Figure 1 shows the 1-year cumulative event rates of MACCEs for the four combined genetic groups. Among the groups, a significant stepwise increased risk of MACCEs was observed according to the presence of the CYP2C19 PM and ABCB1 3435 TT, with the highest event rate observed for the group carrying both at-risk variants, as follows: 13.8% (crude HR = 3.98, 95% CI = 1.71–9.21), 4.9% (crude HR = 1.38, 95% CI = 0.75–2.52), 4.4% (crude HR = 1.22, 95% CI = 0.64–2.33), and 3.6% (reference, log rank P = 0.007) for the individuals with both CYP2C19 PM and ABCB1 3435 TT, those with CYP2C19 PM but lacking ABCB1 3435 TT, those with ABCB1 3435 TT but lacking CYP2C19 PM, and those lacking both variants, respectively.

Figure 1
figure 1

Kaplan-Meier curves of the cumulative event rate of the primary end point according to the combination of CYP2C19 PM status and ABCB1 3435 TT genotype. Among the four groups, a significant stepwise increased risk of the primary end point was observed according to the presence of CYP2C19 PM status and ABCB1 3435 TT genotype.

Incremental prognostic value of genetic risk factors over clinical risk factors

Table 4 shows the results of analysis using calibration, discrimination, and reclassification metrics to evaluate the incremental usefulness of genetic risk factors over clinical risk factors for the prediction of MACCEs.
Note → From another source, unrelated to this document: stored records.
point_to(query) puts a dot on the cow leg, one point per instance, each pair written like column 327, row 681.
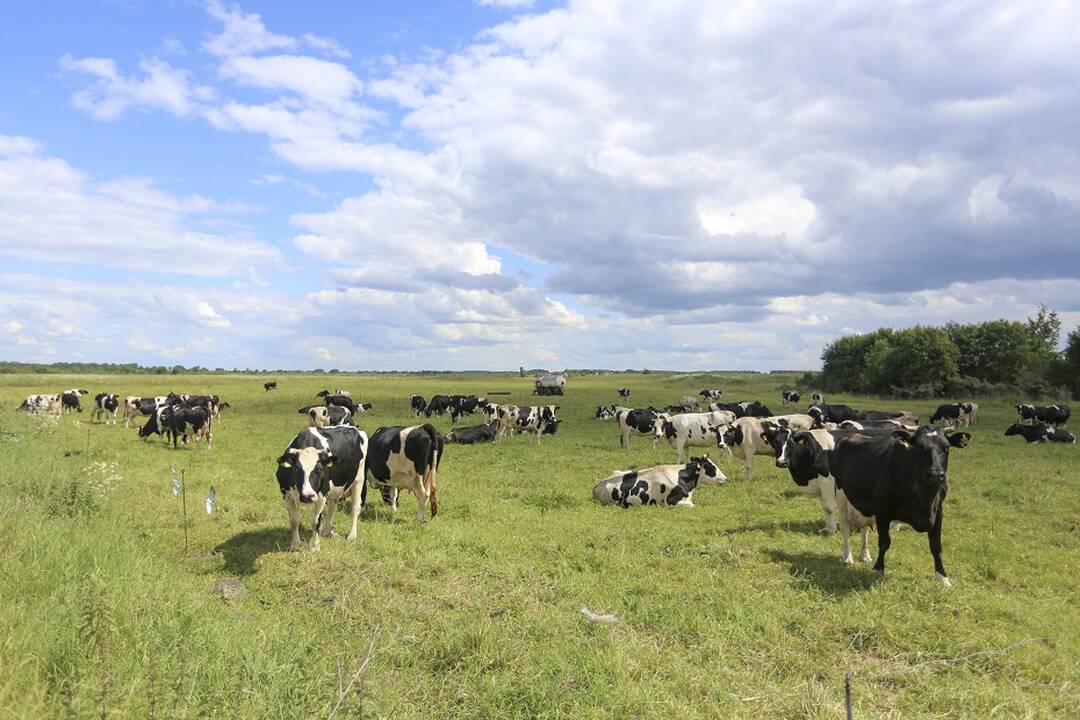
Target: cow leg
column 320, row 506
column 826, row 487
column 883, row 542
column 935, row 549
column 327, row 524
column 294, row 521
column 845, row 529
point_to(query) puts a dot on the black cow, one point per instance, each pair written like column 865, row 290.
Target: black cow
column 950, row 412
column 321, row 466
column 439, row 405
column 1040, row 433
column 105, row 405
column 474, row 434
column 69, row 401
column 406, row 459
column 901, row 476
column 1051, row 415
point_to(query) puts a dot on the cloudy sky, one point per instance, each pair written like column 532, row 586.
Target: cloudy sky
column 484, row 185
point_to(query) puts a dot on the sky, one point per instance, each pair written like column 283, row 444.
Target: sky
column 482, row 185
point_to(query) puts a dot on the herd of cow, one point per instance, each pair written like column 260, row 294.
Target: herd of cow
column 866, row 467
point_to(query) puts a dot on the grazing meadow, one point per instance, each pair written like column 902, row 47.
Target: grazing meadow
column 738, row 608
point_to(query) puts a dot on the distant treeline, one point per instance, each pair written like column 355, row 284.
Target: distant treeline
column 959, row 360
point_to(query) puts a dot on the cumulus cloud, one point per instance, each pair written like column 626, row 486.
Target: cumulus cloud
column 53, row 212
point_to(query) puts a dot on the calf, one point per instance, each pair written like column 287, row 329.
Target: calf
column 474, row 434
column 43, row 404
column 900, row 476
column 321, row 466
column 1040, row 433
column 323, row 416
column 439, row 405
column 805, row 453
column 538, row 419
column 1051, row 415
column 634, row 421
column 746, row 437
column 665, row 485
column 105, row 404
column 406, row 459
column 692, row 430
column 952, row 413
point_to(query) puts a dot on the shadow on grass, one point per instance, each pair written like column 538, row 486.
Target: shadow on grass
column 826, row 572
column 807, row 527
column 243, row 549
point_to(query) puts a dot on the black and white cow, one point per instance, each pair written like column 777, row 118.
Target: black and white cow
column 461, row 405
column 952, row 413
column 539, row 419
column 323, row 416
column 406, row 459
column 900, row 476
column 692, row 430
column 69, row 399
column 664, row 485
column 1050, row 415
column 474, row 434
column 638, row 421
column 105, row 406
column 43, row 404
column 1040, row 433
column 322, row 466
column 439, row 405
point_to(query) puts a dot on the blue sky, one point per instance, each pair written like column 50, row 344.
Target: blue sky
column 486, row 185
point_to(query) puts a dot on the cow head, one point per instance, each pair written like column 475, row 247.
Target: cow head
column 306, row 471
column 701, row 471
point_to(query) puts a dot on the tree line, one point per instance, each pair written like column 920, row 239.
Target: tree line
column 998, row 356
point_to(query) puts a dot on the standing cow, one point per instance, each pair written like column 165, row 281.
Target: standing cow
column 322, row 466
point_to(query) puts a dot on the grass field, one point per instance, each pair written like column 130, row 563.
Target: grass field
column 738, row 608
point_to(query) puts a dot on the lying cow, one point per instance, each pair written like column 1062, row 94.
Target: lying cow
column 745, row 436
column 692, row 430
column 322, row 466
column 901, row 476
column 406, row 459
column 1040, row 433
column 105, row 405
column 664, row 485
column 636, row 421
column 323, row 416
column 474, row 434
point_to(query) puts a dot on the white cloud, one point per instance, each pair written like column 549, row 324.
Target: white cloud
column 53, row 212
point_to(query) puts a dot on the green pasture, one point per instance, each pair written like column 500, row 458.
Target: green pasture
column 739, row 608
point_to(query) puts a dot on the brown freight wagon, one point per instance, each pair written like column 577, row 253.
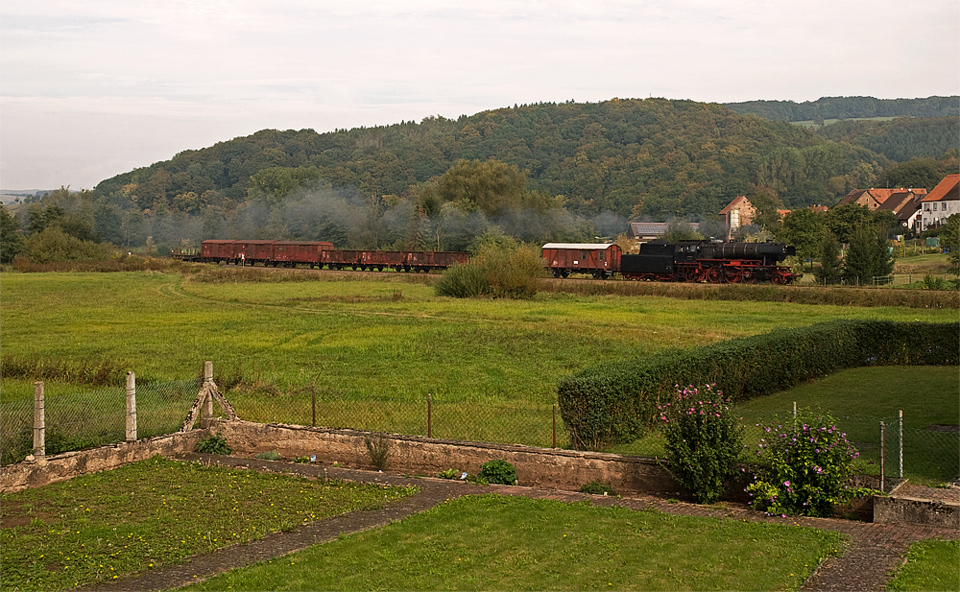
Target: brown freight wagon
column 292, row 253
column 598, row 259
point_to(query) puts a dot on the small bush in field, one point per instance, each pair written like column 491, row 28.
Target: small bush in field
column 378, row 449
column 214, row 445
column 703, row 441
column 807, row 462
column 598, row 488
column 498, row 471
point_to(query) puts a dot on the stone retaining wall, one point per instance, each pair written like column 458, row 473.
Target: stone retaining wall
column 906, row 510
column 537, row 467
column 61, row 467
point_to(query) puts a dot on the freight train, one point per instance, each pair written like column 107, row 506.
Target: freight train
column 318, row 254
column 685, row 261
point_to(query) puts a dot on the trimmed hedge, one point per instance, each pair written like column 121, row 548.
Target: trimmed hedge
column 615, row 402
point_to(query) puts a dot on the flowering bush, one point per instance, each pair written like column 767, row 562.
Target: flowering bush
column 807, row 462
column 703, row 440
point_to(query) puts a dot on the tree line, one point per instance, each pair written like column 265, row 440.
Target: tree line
column 850, row 108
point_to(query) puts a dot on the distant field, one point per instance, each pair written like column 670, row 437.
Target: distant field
column 369, row 349
column 810, row 123
column 498, row 543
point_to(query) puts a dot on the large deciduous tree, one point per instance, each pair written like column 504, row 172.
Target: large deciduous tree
column 11, row 240
column 490, row 186
column 805, row 230
column 868, row 256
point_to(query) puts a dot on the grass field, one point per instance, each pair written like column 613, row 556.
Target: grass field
column 97, row 527
column 369, row 349
column 859, row 399
column 499, row 543
column 931, row 565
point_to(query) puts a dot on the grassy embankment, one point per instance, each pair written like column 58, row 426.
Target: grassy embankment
column 99, row 527
column 370, row 349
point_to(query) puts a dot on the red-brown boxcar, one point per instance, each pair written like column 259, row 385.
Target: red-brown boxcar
column 253, row 252
column 379, row 260
column 292, row 253
column 599, row 259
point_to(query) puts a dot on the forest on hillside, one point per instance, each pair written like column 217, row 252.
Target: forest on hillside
column 541, row 172
column 849, row 108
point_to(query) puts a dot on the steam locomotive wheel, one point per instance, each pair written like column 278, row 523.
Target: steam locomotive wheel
column 732, row 276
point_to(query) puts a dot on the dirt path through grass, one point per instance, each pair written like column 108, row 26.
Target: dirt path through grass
column 867, row 563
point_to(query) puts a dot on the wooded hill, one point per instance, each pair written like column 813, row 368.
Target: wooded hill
column 849, row 108
column 651, row 159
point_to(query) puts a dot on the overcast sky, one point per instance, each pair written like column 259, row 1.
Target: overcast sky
column 96, row 88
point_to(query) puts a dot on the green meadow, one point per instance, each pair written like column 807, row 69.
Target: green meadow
column 368, row 349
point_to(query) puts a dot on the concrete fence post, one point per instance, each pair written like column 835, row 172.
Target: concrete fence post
column 39, row 422
column 206, row 416
column 882, row 454
column 900, row 443
column 131, row 407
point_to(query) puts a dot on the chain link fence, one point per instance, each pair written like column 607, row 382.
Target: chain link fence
column 85, row 418
column 436, row 416
column 94, row 417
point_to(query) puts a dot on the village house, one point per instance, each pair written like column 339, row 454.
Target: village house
column 874, row 197
column 941, row 203
column 648, row 231
column 738, row 213
column 905, row 205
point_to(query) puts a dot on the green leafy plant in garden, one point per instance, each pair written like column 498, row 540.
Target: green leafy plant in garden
column 703, row 440
column 807, row 462
column 498, row 471
column 378, row 449
column 216, row 444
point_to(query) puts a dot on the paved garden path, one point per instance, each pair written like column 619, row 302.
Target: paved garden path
column 875, row 550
Table 4 Discrimination, calibration, and reclassification after addition of genetic risk factors to baseline clinical model

Calibration and model fit

The P values for the Hosmer-Lemeshow statistics were 0.79 for the baseline clinical model and 0.89 for the clinical-genetic model, signifying that both models were well calibrated. The Akaike information criterion was lower in the model containing combined genetic factors than in the model including the clinical factors alone.

Discrimination

Both the baseline clinical model (C-statistic = 0.786, 95% CI = 0.734–0.837, P = 0.03) and the clinical-genetic model (C-statistic = 0.785, 95% CI = 0.733–0.838, P = 0.03) provided significant discriminatory information for the prediction of the primary end-point events. However, although the individuals with CYP2C19 PM and ABCB1 3435 TT had a 4.5-fold higher relative risk than those lacking both variants according to multivariate Cox analysis, the addition of combined genetic risk factors to the baseline clinical model did not increase the C-statistic (estimated difference in the C-statistic = −0.001; 95% CI = −0.073–0.074, P = 0.99) for predicting the primary end point event. Similarly, when CYP2C19 PM and ABCB1 3435 TT were added to the baseline clinical model, the C-statistic did not increase significantly.

Reclassification

The addition of the combined genetic factors to the baseline model also did not yield any significant further improvements in risk classification for the prediction of 1-year MACCEs. Although the absolute IDI (0.021, 95% CI = 0.003–0.040, P = 0.02) and relative IDI (18%, 95% CI = 6.1–30.0%, P = 0.003) were statistically significant, the categorical NRI (0.040, 95% CI = −0.039–0.119, P = 0.32) and continuous NRI (0.192, 95% CI = −0.011–0.395, P = 0.07) were not. In addition, the majority of risk reclassification occurred in the non-MACCE group. The net upward reclassification for the patients who experienced an adverse event was 0%, and the net downward reclassification for those who did not was 4% (Supplementary Table S2 online). Although these results were not statistically significant, they demonstrated that adding the combined genetic variables to the baseline clinical model better identified the patients at low risk.

Discussion

To the best of our knowledge, this is the first study evaluating the incremental prognostic value of the combination of the CYP2C19 PM and ABCB1 3435 TT alleles over conventional risk factors in a routine clinical practice of a PCI cohort on clopidogrel. Our study demonstrated that although the concurrent presence of both CYP2C19 PM and ABCB1 3435 TT was a strong independent predictor of 1-year MACCEs, adding the combined status of both at-risk variants to a baseline clinical model containing traditional risk factors did not provide significant incremental prognostic value.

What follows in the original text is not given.